De plus, comme Salmonella Thompson se comporte de façon très clonale, le séquençage du génome entier (SGE) a été utilisé et réalisé au LSPQ sur des isolats de S. Thompson dont la date de prélèvement se situait entre le 22 septembre 2016 et le 3 février 2017. Un arbre phylogénique construit au moyen de la méthode de vraisemblance maximale avec le pipeline SNVPhyl a servi à déterminer le niveau de proximité des isolats en fonction des positions et du nombre de robustes polymorphismes mononucléotidiques (SNP) des génomes et a permis d’identifier les souches ayant causé l’éclosion.

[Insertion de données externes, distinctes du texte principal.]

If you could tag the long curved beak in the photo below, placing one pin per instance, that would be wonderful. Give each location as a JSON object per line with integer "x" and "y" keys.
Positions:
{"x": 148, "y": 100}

Une définition de cas a été élaborée : un cas a été confirmé pour un résident du Québec ou un visiteur qui avait présenté une infection à S. Thompson dont la date d’apparition des symptômes ou de prélèvement était le 1er octobre 2016 ou après et pour laquelle une séquence complète du génome était identique ou similaire (une variation nucléotidique). Cette séquence a été désignée ST7.
Enquête sur la salubrité des aliments
Le ministère de l’Agriculture, des Pêcheries et de l’Alimentation du Québec (MAPAQ) a procédé à une enquête sur la salubrité des aliments dans les établissements visés en collaboration avec ses représentants de la Division de l’inspection des aliments (DIA) de la Ville de Montréal et de l’Agence canadienne d’inspection des aliments (ACIA).
À la suite des entrevues menées auprès des cas, des interventions (par téléphone ou sur le terrain) ont eu lieu dans les établissements de restauration où les cas avaient été exposés, soit dans la région de Montréal, de Lanaudière et de la Montérégie ainsi qu’à la cuisine centrale qui fournit ces restaurants. Au niveau de la cuisine centrale, l’Agence canadienne d’inspection des aliments a agi à titre d’intermédiaire du MAPAQ pour les besoins de l’enquête.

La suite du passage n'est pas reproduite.